Position of Women: The Nayars have two distinctive characteristics - a strong sense of pride in the clan and a healthy respect for women. To the Nayar, the tarawad (the undivided matrilineal family) is the most significant. It connotes for him upbringing, pedigree and pride in lineage and a sense of belonging. He learns to respect the women in the house and carries the same respect over to all women.
The Nayar woman has for centuries been used to long periods of managing the home by herself, the man being away and has consequently acquired the strength, dignity and poise that comes naturally to women used to asserting their authority. The man too accepts the idea that the very structure of the social fabric rests on the women.
Marriage: Among Nayars there are more than a hundred endogamous subdivisions, separated according to region and occupation, among whom marriage till recently was taboo.
Marriage among the Nayars has a somewhat different meaning from marriage in other communities and is not so much a religious as a social ceremony. The term bandham used originally for marriage meant a connection or alliance or union. Temple marriages, especially at the Guruvayur Temple, are popular and economical. There is an exchange of garlands and sometimes of rings and the bridegroom ties a 'mangalasutra' around the bride's neck and the traditional presentation of saris takes place. There is no chanting of mantras and the ceremony is over in 5 minutes. It is both touching and impressive in its simplicity.
After marriage a daughter does not go to her husband's home but remains in her own ancestral place called the tarawad. On the contrary the husband comes to visit her and he remains a member of his own tarawad. According to the familial rules of the Nayars the first duty of a husband is not to his sons but to his nephews. This custom and the marumakkathayam system are both dying out but a child still takes its mother's family name and is entitled to a share of the matrilineal property if it is divided.
Motherhood and the birth of a girl naturally have a special sanctity among the matrilineal Nayars. The line of a woman with no daughter ends with her. Though sons are also recognised now as having a place in the family, there is still nothing like having a daughter to whom the family wealth and property can be passed on.
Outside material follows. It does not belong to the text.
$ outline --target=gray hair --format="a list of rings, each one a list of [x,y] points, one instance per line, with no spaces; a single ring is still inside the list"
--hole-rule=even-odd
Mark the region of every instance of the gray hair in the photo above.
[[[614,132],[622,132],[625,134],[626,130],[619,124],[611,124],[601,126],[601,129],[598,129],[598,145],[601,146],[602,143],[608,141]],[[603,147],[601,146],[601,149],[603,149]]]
Art and Culture: The contribution of the Nayars to the arts- dance, drama, music, Malayalam and Sanskrit literature-- has been tremendous. Dancing was part of the training received by young Nayar warriors in the feudal age. Elements of this 'shastrakali' can be seen in Velakali which re-enacts the battle scenes of the Mahabharata and is performed in Trivandrum by Nayar youths. Kathakali, a unique style of the dance drama, performed in temples in night long sessions by the light of flickering brass lamps. This dance form is part of every Nayar's life even today. Kathakali is also his introduction to and his association with all the glorious epics and legends of the past.
Krishnattam, performed regularly by trained dancers at the Guruvayur Temple and Ramanattam, Kudiyattam and Ottam Thullal, are some of the surviving dance forms which can be seen in Kerala today.
Malayalam literature has been greatly enriched by the contributions of Nayar writers, who include nationally known poets like the revolutionary Vallathol and novelists like Thakazhi S. Pillai. Kathakali is another art in which the names of the Nayars are foremost.
The Nayar still puts a priority on learning. The women of this community are educated and can discuss anything from the division of ancestral property to serious matters in politics.
Nayars were once divided into castes according to occupation. They lived together as a self-sufficient community. A majority of them were landowners though they played a vital role as fighters too.
Attached to the house of each village headman there was a 'kalari' in which youths were given martial training. This training consisted of rubbing the body with a mixture of different oils, physical exercises and practice with stick and sword. Even today there are some kalaris, especially in North Kerala.
As warriors Nayars were unequalled and their sense of loyalty was legendary. There was an old custom testifying to this by which Nayar volunteers signified their vow to burn themselves on the day their king died and this vow they faithfully fulfilled.